# Dead Fire HDX



## SusieQ (Feb 18, 2009)

2 nights ago, my HDX 8.9 just....died   It was in perfect condition, never had a problem with it. Case kept, never dropped. I cried. Ordered the new 8 inch but not sure about the screen resolution. It should arrive Monday. Keeping my fingers crossed!

Susie


----------



## The Hooded Claw (Oct 12, 2009)

Good luck with the new one, hope the resolution pleases! May your Faithful HDX Rest In Peace....


----------



## Lursa (aka 9MMare) (Jun 23, 2011)

SusieQ said:


> 2 nights ago, my HDX 8.9 just....died  It was in perfect condition, never had a problem with it. Case kept, never dropped. I cried. Ordered the new 8 inch but not sure about the screen resolution. It should arrive Monday. Keeping my fingers crossed!
> 
> Susie


I cant speak to the resolution of your HSX but the resolution on the new 8" HD is excellent. I am very happy with mine, esp. the battery life.


----------



## Ann in Arlington (Oct 27, 2008)

Even though it's well out of warranty, I'd strongly suggest contacting Kindle customer service. You may be able to get a credit if you're willing to return the non-working device. Sometimes they even have refurbished units of models no longer sold that they can sell you at a pretty good discount.

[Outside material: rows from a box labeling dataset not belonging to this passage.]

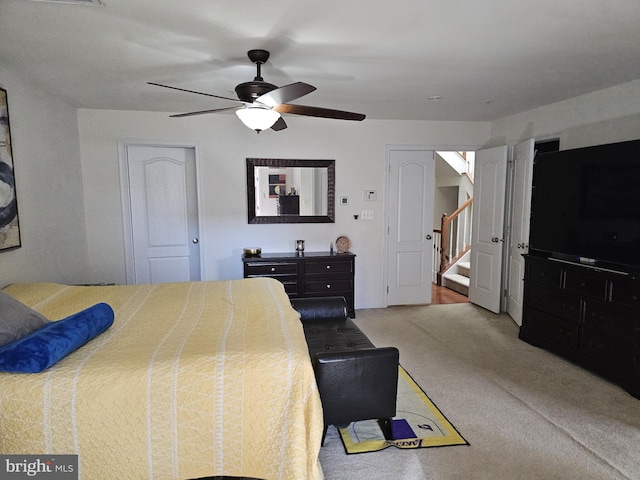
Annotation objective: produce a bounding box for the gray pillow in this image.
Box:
[0,290,49,345]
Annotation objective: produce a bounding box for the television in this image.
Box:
[529,140,640,271]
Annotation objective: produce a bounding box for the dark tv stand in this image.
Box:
[520,255,640,398]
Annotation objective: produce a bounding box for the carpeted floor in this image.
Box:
[320,303,640,480]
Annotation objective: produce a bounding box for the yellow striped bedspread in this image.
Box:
[0,278,323,480]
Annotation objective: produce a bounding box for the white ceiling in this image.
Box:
[0,0,640,121]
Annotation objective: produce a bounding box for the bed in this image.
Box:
[0,278,323,480]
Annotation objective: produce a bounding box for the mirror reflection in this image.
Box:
[247,159,335,223]
[254,167,328,217]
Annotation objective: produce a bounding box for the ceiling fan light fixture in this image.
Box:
[236,106,280,133]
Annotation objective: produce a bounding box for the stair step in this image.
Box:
[458,262,471,277]
[442,273,469,297]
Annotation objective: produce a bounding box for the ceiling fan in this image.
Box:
[147,50,365,133]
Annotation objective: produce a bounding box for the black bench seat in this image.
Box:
[291,297,399,443]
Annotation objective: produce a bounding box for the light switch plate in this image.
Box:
[362,210,373,220]
[364,190,378,201]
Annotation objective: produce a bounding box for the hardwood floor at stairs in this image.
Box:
[431,284,469,305]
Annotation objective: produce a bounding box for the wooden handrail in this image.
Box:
[438,198,473,284]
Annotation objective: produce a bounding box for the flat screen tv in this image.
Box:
[529,140,640,269]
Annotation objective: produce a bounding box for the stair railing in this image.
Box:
[434,198,473,285]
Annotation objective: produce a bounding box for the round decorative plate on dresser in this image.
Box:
[336,235,351,253]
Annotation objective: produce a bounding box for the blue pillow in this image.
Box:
[0,303,114,373]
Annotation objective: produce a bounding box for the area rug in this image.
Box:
[338,366,469,454]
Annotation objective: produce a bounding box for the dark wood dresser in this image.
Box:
[520,256,640,398]
[242,252,356,318]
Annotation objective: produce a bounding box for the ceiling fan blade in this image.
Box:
[273,103,366,121]
[256,82,316,107]
[271,117,287,132]
[147,82,240,102]
[169,107,242,118]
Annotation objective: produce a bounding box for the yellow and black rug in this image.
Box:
[338,367,469,454]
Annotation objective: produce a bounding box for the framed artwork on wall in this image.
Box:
[0,88,20,250]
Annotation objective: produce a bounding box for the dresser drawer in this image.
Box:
[527,285,580,323]
[611,281,640,311]
[527,262,562,288]
[304,278,353,295]
[564,270,607,300]
[524,308,580,350]
[304,259,353,275]
[245,262,298,277]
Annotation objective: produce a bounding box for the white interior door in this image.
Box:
[507,139,535,325]
[387,149,435,305]
[126,145,200,284]
[469,145,508,313]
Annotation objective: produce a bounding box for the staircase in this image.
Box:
[442,259,471,297]
[433,151,475,296]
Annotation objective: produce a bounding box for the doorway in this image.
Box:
[119,142,202,284]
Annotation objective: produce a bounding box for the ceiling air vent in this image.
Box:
[30,0,104,7]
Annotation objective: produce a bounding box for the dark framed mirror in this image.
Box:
[247,158,336,223]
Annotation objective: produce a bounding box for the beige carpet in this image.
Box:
[320,304,640,480]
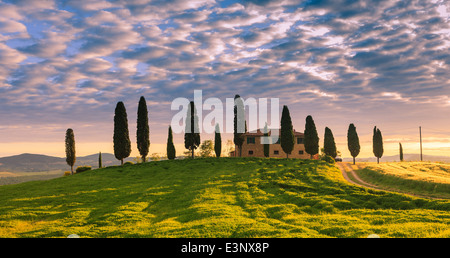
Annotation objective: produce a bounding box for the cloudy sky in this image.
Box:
[0,0,450,157]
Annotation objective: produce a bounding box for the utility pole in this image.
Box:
[419,126,423,161]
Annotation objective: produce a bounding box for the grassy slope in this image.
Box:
[0,158,450,237]
[355,162,450,199]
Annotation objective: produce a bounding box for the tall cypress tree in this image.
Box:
[136,96,150,162]
[263,123,270,157]
[304,116,319,159]
[113,101,131,165]
[66,128,77,175]
[98,152,103,168]
[233,95,247,157]
[280,105,295,158]
[167,126,176,160]
[373,126,384,164]
[347,124,361,165]
[214,124,222,157]
[323,127,337,158]
[184,101,200,158]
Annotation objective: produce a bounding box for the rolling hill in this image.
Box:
[342,154,450,162]
[0,158,450,238]
[0,153,133,172]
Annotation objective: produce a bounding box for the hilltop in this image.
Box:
[0,153,133,172]
[0,158,450,238]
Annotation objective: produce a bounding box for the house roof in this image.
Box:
[243,129,304,136]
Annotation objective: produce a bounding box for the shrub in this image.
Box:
[320,155,335,164]
[75,166,91,173]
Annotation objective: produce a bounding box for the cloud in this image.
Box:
[0,0,450,157]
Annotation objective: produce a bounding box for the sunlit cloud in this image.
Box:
[0,0,450,156]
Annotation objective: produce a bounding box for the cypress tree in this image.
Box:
[167,126,176,160]
[233,95,247,157]
[304,116,319,159]
[136,96,150,163]
[372,126,384,164]
[280,105,295,158]
[113,101,131,165]
[184,101,200,158]
[398,142,403,161]
[214,124,222,157]
[347,124,361,165]
[323,127,337,159]
[263,123,270,157]
[65,128,77,175]
[98,152,103,168]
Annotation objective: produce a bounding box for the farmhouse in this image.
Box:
[230,129,310,159]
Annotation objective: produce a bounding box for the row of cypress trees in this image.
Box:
[276,106,384,164]
[66,95,383,170]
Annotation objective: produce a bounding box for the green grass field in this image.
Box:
[354,162,450,199]
[0,158,450,238]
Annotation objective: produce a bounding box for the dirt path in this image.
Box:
[336,162,445,200]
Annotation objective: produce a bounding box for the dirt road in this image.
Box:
[336,162,443,199]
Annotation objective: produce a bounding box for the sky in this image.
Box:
[0,0,450,157]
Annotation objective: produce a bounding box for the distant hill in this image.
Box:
[342,154,450,162]
[0,153,133,172]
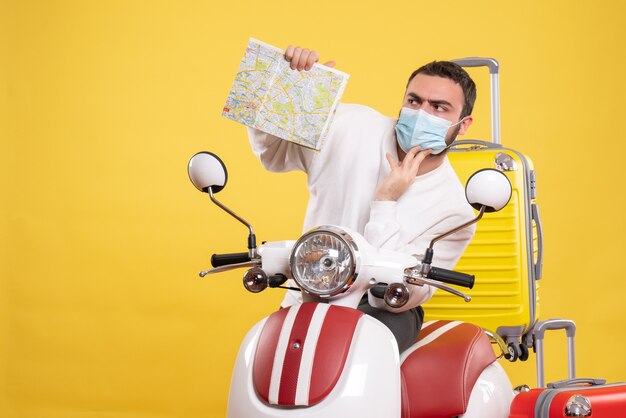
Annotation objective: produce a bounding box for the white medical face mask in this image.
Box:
[396,107,463,154]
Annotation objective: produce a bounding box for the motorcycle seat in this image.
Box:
[400,321,496,418]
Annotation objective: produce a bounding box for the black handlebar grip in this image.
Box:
[427,267,474,289]
[211,253,250,267]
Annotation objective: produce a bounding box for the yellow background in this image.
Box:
[0,0,626,418]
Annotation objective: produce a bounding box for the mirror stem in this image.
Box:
[422,205,487,264]
[208,187,256,259]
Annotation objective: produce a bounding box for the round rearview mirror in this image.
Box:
[465,168,512,212]
[187,151,228,193]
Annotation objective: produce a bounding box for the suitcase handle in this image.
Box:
[531,203,543,280]
[532,318,576,388]
[452,57,500,144]
[547,377,606,389]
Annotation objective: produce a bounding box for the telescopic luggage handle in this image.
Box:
[452,57,500,144]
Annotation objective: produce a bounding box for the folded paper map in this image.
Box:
[222,39,349,150]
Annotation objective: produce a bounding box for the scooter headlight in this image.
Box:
[289,226,358,297]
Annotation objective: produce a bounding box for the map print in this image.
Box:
[222,39,349,150]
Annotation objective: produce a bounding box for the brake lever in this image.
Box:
[404,273,472,302]
[198,259,261,277]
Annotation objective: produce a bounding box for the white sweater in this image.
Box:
[248,104,474,311]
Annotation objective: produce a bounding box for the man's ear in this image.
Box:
[459,115,474,135]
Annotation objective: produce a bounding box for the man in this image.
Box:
[248,46,476,351]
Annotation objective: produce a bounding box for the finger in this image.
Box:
[400,145,422,167]
[296,48,311,71]
[304,51,320,71]
[289,46,302,70]
[411,149,433,175]
[285,45,296,61]
[385,153,398,170]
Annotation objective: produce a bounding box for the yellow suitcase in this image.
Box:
[424,58,543,361]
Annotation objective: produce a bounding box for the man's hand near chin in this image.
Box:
[376,147,432,202]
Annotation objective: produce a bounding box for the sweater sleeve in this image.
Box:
[364,201,475,312]
[247,128,315,172]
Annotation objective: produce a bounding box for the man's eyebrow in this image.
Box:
[407,92,454,107]
[428,100,454,107]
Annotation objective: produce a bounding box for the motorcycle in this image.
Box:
[188,152,515,418]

For me, in comparison, the HD8 screen is not as good as the HDX. But you won't be directly comparing so it may not be something you notice. My bigger complaint is that it seems slow . . . but that's in comparison to a different Samsung tablet.


----------



## SusieQ (Feb 18, 2009)

Ann in Arlington said:


> Even though it's well out of warranty, I'd strongly suggest contacting Kindle customer service. You may be able to get a credit if you're willing to return the non-working device. Sometimes they even have refurbished units of models no longer sold that they can sell you at a pretty good discount.
> 
> For me, in comparison, the HD8 screen is not as good as the HDX. But you won't be directly comparing so it may not be something you notice. My bigger complaint is that it seems slow . . . but that's in comparison to a different Samsung tablet.


My main tablet is a Galaxy tab S, the 8.4 inch. The resolution is incredible. So, yes, I am concerned about the lower resolution. Was getting the Fire for mostly Amazon content. I saw it has that blue light and upcoming Alexa compatability and since the Fire TV stick is a future purchase, I thought it might be a good idea. But I am worried about that resolution. Perhaps a call to customer service would be a good idea. Thanks, Ann!

Susie


----------



## MagentaSunset (Oct 1, 2010)

I am sorry to hear that.  I love our 8.9 HDX and it has been a real workhorse.  I go between that and our iPad Air 2.  We go between the Amazon and Apple universes.   The Air is lighter and easier for me to use; I have arthritic hands and every extra ounce makes a big difference.  We have a few Fire HDs and I haven't been as impressed with them, but they may have improved since our last purchase.


----------



## SusieQ (Feb 18, 2009)

I did contact customer service. He seems to think it's the charger so a new one is on its way. Will keep you posted!

Susie


----------



## Ann in Arlington (Oct 27, 2008)

SusieQ said:


> I did contact customer service. He seems to think it's the charger so a new one is on its way. Will keep you posted!
> 
> Susie


That is often the case . . . you can usually check by switching out the cord and/or using a different plug. I've known people who swore there was a problem with their devices because they wouldn't charge. Turned out they had the plug connected to an outlet that had been turned off!  So, when you get the replacement, try it in various outlets and then maybe even try it with other wires you may have around from other devices. If it still won't charge, call 'em back . . . .


----------



## Readirect (May 9, 2016)

SusieQ said:


> 2 nights ago, my HDX 8.9 just....died  It was in perfect condition, never had a problem with it. Case kept, never dropped. I cried. Ordered the new 8 inch but not sure about the screen resolution. It should arrive Monday. Keeping my fingers crossed!
> 
> Susie


My wife has an 8.9 HDX and, when my Samsung tablet died I was going to replace it with that model, except they don't sell it any more. Got a 2016 HD 8 instead and it's not bad. The resolution isn't close to the HDX but it's not really noticeable unless I place it side-by-side with the HDX. What you'll notice most is the WiFi ... the HDX has an extraordinarily good WiFi. The HD 8? Not so much. Next is the performance. The HD 8 seems to take forever to install apps and demanding apps are quite slow. Streaming and non-demanding tasks -- text processing, browsing, e-reading etc. -- are perfectly fine.

The 2016 HD 8 isn't a great solution but then again it's only $89 and it's probably the best tablet that Amazon now makes. If you want a better solution, I'd look at the NVidia Shield. It's (officially) a gaming tablet but it has a much more powerful CPU and screen resolution that's equivalent to the HDX for about $200. Me? I'm happy with the HD 8, for now.


----------



## BarbieQ99 (Dec 1, 2016)

Have you tried holding the power button down for 30 - 60 seconds and then hitting it again?


----------